The Soul of Cell
If you've been following my ongoing commentary on the Cell Broadband Engine, then you realize that I've been fairly critical of the architecture and its implementation in the third iteration of Sony's PlayStation console. Not wanting to be an ignorant critic on the subject, I presented Dr. H. Peter Hofstee, chief architect of the Cell Synergistic Processor, with a handful of questions that he graciously answered.
Do you have an analogy for how data is manipulated by the Cell Broadband Engine? How is the Cell's process of internal data manipulation different from general purpose processors?
Stanford's Bill Dally has a nice analogy that explains the memory wall problem processors have run into. Imagine doing a plumbing project ... you start and you see you need a pipe ... so you drive to the store ... come back with a pipe, and you discover you need a fitting ... so you drive to the store ... come back with a fitting ... and discover you need solder ... (etc.) very inefficient! When microprocessors started memory was just a few processor cycles away ... similar to having all you need in the cupboard. Today, main (DRAM) memory is hundreds of processors cycles away ... and getting things is like a drive across town to the plumbing store. What do you need to do when your supply is far away? Make a shopping list! This is exactly what the SPEs in Cell enable you to do. Instead of getting data from main memory right when you discover it is needed, you construct a list of what you need, and kick off a (DMA) processor that gets it for you. You can even create multiple lists, both of supplies you need, and stuff you're done with and want to put out there, so that you can always keep working.
What do you see as the inherent problem with current architectures? PowerPC? x86? SPARC? How does the Cell Broadband Engine address these shortcomings?
The main problem with current architectures is the memory wall I explained above. Because the programs do not provide shopping lists, the only way to get more than one thing on the way from main memory is to guess ahead at what may be needed, a very difficult thing to do. Another analogy ... at 512 cycles latency, say, to main memory, an 8 byte interface, and a 64byte memory access size, and a fully pipelined interface at the processor frequency, you need 64 64-byte memory accesses in flight to fully utilize the available memory bandwidth. Most processors support only a handful. This looks like a situation where you have a bucket brigade with 64 people, but only a handful of buckets ... no way you will see efficient use of the people. This phenomenon is the reason that Cell achieves nearly two orders of magnitude better performance on applications where the problem comes down to collecting data from memory in a pattern that can be calculated, but isn't so trivial the hardware can guess it. A lot of problems are like that: fast Fourier transforms, volume rendering, raycasting and raytracing, and many others.
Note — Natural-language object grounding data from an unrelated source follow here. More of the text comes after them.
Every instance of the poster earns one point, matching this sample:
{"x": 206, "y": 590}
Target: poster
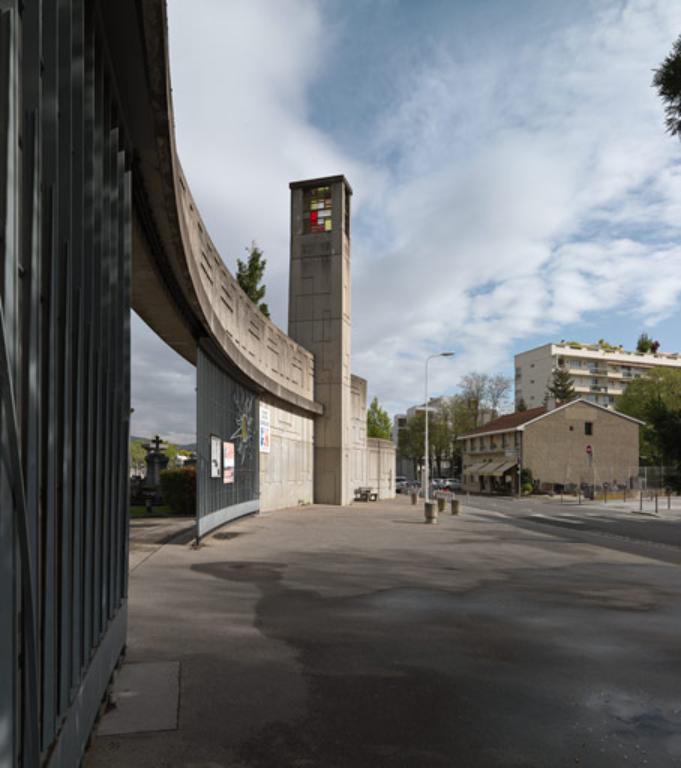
{"x": 215, "y": 456}
{"x": 227, "y": 462}
{"x": 264, "y": 429}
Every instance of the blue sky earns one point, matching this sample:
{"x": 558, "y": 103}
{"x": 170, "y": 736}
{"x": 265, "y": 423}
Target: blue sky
{"x": 513, "y": 181}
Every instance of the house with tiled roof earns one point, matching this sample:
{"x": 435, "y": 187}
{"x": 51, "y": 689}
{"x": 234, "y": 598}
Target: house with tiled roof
{"x": 575, "y": 444}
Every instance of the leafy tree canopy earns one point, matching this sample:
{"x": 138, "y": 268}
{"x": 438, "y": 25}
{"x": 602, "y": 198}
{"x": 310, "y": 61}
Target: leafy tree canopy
{"x": 656, "y": 400}
{"x": 249, "y": 275}
{"x": 667, "y": 80}
{"x": 378, "y": 421}
{"x": 646, "y": 344}
{"x": 562, "y": 387}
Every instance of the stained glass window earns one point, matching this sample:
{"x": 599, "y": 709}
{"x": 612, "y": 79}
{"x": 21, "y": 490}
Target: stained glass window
{"x": 317, "y": 210}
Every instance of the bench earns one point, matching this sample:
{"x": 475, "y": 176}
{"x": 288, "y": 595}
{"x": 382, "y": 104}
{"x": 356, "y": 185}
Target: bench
{"x": 364, "y": 493}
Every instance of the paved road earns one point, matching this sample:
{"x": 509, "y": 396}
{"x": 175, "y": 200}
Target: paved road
{"x": 613, "y": 527}
{"x": 361, "y": 638}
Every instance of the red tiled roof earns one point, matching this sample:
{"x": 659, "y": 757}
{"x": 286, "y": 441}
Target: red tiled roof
{"x": 509, "y": 421}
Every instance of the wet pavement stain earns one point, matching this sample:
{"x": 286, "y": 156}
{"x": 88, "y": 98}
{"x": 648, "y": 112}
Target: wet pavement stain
{"x": 497, "y": 675}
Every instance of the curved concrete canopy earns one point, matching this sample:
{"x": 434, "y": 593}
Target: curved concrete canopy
{"x": 180, "y": 286}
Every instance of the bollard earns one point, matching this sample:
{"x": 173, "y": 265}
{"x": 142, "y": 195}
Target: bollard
{"x": 430, "y": 512}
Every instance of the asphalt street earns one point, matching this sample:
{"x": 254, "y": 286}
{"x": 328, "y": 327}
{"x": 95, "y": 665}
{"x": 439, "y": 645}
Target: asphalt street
{"x": 360, "y": 637}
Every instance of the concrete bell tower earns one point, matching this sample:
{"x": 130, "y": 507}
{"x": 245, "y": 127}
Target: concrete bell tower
{"x": 319, "y": 320}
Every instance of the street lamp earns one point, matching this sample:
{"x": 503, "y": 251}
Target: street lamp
{"x": 426, "y": 483}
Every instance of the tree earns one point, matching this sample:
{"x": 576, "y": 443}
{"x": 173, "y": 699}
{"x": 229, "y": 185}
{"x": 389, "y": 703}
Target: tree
{"x": 562, "y": 387}
{"x": 656, "y": 400}
{"x": 498, "y": 387}
{"x": 667, "y": 80}
{"x": 644, "y": 343}
{"x": 474, "y": 388}
{"x": 249, "y": 274}
{"x": 378, "y": 421}
{"x": 411, "y": 441}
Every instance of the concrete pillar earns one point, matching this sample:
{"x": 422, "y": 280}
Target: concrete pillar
{"x": 319, "y": 320}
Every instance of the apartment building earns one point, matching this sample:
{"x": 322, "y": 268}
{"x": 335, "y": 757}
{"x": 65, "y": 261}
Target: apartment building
{"x": 574, "y": 444}
{"x": 600, "y": 373}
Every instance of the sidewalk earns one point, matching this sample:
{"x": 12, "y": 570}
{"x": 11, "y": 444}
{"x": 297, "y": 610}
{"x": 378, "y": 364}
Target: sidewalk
{"x": 632, "y": 504}
{"x": 149, "y": 534}
{"x": 359, "y": 637}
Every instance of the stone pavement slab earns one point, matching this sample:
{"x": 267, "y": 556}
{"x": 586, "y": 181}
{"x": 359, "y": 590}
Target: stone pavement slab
{"x": 146, "y": 698}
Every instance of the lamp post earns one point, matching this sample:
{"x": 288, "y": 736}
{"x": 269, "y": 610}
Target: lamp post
{"x": 426, "y": 477}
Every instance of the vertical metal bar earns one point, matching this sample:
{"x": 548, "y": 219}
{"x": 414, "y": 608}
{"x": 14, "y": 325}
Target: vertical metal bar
{"x": 64, "y": 446}
{"x": 97, "y": 336}
{"x": 50, "y": 272}
{"x": 77, "y": 334}
{"x": 89, "y": 447}
{"x": 127, "y": 260}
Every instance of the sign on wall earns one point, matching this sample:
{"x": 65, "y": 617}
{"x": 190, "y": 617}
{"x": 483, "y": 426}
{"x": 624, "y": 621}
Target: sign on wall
{"x": 265, "y": 436}
{"x": 227, "y": 462}
{"x": 215, "y": 456}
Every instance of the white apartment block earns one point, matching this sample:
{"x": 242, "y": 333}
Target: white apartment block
{"x": 600, "y": 374}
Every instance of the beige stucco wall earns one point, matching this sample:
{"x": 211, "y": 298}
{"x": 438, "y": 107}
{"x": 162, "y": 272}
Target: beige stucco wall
{"x": 380, "y": 466}
{"x": 286, "y": 471}
{"x": 358, "y": 432}
{"x": 557, "y": 454}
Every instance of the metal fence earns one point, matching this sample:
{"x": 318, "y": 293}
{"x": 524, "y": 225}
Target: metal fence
{"x": 227, "y": 433}
{"x": 65, "y": 213}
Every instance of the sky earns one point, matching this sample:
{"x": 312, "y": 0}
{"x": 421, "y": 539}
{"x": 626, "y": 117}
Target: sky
{"x": 513, "y": 181}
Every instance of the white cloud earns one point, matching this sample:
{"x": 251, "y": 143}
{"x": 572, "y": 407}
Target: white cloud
{"x": 510, "y": 186}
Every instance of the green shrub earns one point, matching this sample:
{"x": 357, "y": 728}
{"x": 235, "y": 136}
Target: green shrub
{"x": 178, "y": 488}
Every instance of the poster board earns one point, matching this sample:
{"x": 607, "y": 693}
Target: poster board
{"x": 227, "y": 462}
{"x": 265, "y": 435}
{"x": 215, "y": 456}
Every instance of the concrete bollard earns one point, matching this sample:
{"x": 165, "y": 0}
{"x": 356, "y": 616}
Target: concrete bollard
{"x": 430, "y": 512}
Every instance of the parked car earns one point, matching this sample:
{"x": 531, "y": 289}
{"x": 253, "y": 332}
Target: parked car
{"x": 453, "y": 484}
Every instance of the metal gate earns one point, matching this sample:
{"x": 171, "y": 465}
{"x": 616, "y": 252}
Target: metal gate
{"x": 227, "y": 433}
{"x": 65, "y": 200}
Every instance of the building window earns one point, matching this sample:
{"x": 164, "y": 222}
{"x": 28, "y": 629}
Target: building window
{"x": 317, "y": 210}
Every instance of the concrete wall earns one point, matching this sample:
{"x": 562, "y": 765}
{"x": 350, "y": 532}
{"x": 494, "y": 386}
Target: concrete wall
{"x": 251, "y": 340}
{"x": 536, "y": 369}
{"x": 554, "y": 447}
{"x": 358, "y": 430}
{"x": 319, "y": 319}
{"x": 286, "y": 471}
{"x": 380, "y": 467}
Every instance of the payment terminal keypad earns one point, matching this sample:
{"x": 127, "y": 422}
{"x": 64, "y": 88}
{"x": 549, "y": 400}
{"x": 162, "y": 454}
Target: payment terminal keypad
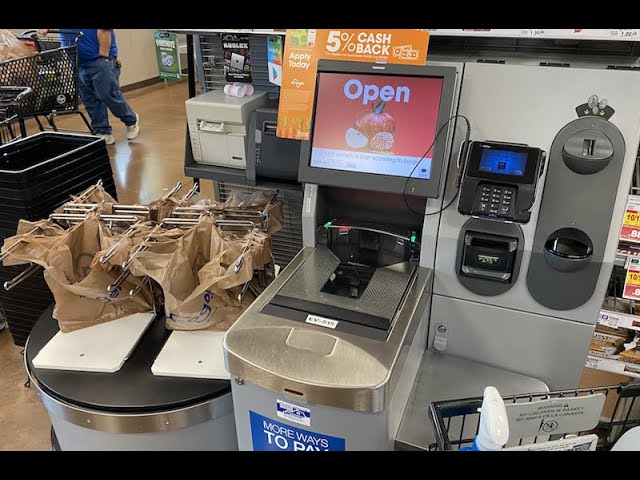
{"x": 495, "y": 201}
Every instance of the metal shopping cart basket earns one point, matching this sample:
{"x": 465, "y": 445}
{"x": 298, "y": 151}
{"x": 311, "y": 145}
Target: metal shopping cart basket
{"x": 11, "y": 113}
{"x": 609, "y": 411}
{"x": 52, "y": 74}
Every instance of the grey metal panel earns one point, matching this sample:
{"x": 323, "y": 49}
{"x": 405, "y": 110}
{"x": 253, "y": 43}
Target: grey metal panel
{"x": 214, "y": 435}
{"x": 549, "y": 349}
{"x": 288, "y": 241}
{"x": 445, "y": 377}
{"x": 530, "y": 105}
{"x": 211, "y": 57}
{"x": 382, "y": 296}
{"x": 310, "y": 212}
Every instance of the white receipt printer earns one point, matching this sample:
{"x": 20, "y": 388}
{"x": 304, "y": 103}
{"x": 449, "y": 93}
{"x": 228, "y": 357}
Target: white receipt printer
{"x": 218, "y": 126}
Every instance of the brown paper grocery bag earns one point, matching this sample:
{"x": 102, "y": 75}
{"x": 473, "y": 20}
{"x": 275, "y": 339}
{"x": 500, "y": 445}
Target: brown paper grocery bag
{"x": 80, "y": 292}
{"x": 261, "y": 201}
{"x": 32, "y": 242}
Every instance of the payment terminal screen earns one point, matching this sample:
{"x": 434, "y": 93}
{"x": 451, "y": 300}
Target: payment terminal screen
{"x": 503, "y": 162}
{"x": 380, "y": 124}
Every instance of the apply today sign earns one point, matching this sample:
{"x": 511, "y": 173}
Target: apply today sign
{"x": 303, "y": 49}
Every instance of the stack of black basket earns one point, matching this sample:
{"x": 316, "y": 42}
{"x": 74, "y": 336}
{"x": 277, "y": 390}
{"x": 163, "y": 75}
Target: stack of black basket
{"x": 37, "y": 175}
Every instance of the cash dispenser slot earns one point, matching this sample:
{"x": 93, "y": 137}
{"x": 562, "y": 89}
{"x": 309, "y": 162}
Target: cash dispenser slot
{"x": 488, "y": 256}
Some other problems, like the fact that single thread processor performance isn't improving as fast as it used to, and the fact that almost all systems are really limited in their performance by the power the system allows, can, and are being addressed by building multi-core chips. Cell is multi-core, but what is unique about it is the fact that it has two different types of cores sharing memory, which allowed us to optimize each more for their own tasks.
How many workable processor designs were discarded before resting on the final design of the Cell Broadband Engine? Did you find any patent issues constraining while working on the processor design?
In the first year in the design center we built a fully functional SPU (SPE minus the DMA unit). Much of it was ok, but there was still much to improve, so we changed a bunch of things, like the local store size. Towards the end of the first year we redid much of the chip architecture, making the chip much more programmable, fixing things (our first version of real-time partitioning was not what we wanted), and introducing new elements, like the security architecture. After that we mainly changed the chip configuration (like the number of SPEs) as we learned more about what would fit on a chip and how to best balance the chip and make it manufacturable.
IBM has a vast experience in microprocessors and a deep patent portfolio, and much of what we did was new ... there are 100s of new patents that resulted from this project ... not too many constraints. Some other things were really very old ... so not too much of a problem there either.
Could you elaborate on the internal workings and design of the Synergistic Processor Elements? Could you contrast the design of these specialized processors to the Power Processor Element?
The Power processor element (PPE) is a more conventional architecture ... it brings instructions and data in as they are needed. It relies on caches (cupboards) for good performance. A task like running the operating system runs well on the Power processor, and often we will use the PPE to define the work. The Power processor also guarantees us that it is easy to get started with Cell, as Cell is fully Power architecture compliant. The SPEs do not have a cache, but instead bring data from shared memory into a local store memory before operating on it. To make this work well, you tend to have to restructure your code (and bring out the shopping lists), but when you do so, the performance tends to be very high. So the two processors nicely complement one another.
How do you feel about backwards compatibility between processor generations? Does the need for backwards compatibility necessarily stifle innovation?
We had about 5 years to do the project, and we felt that without some form of backward compatibility, it would likely have taken us 10 years. By building on what already works well, the Power architecture and the operating systems, compilers, applications etc. that come with it, we could get a flying start. It may have seemed a little bit constraining in the very beginning, but we realized very quickly that building on Power really freed us up to work on the new things we cared about, like real-time, and the SPEs, and security etc., rather than hold us back. Again, the hundreds of patents I think are testimony to this.
What is your personal vision of the "ultimate processor design?" How does the current incarnation of the Cell Broadband Engine figure into your vision?
Actually, one of the nice things about the job of a processor architect is that the "ultimate" processor design does not exist! 25 years ago, when main memory was close, Cell would have been a really dumb idea, but when "main memory" was a spinning drum, decades before that, Cell could have looked pretty good! It is the job of the architect to respond to the ever changing physical realities, and best bridge these realities to where the programmers can take over and do their thing.
For now, I am really happy with Cell, and we should not change things too fast, so that we do not outrun the software community. Still, architects have to think pretty far ahead, since it takes a good while to build a new processor, so we are already beginning to think about what might come after this, and how to build on the ideas that were introduced in Cell. We believe it is very possible to build on these ideas, just like we built on Power when we introduced Cell, and get a very compelling result.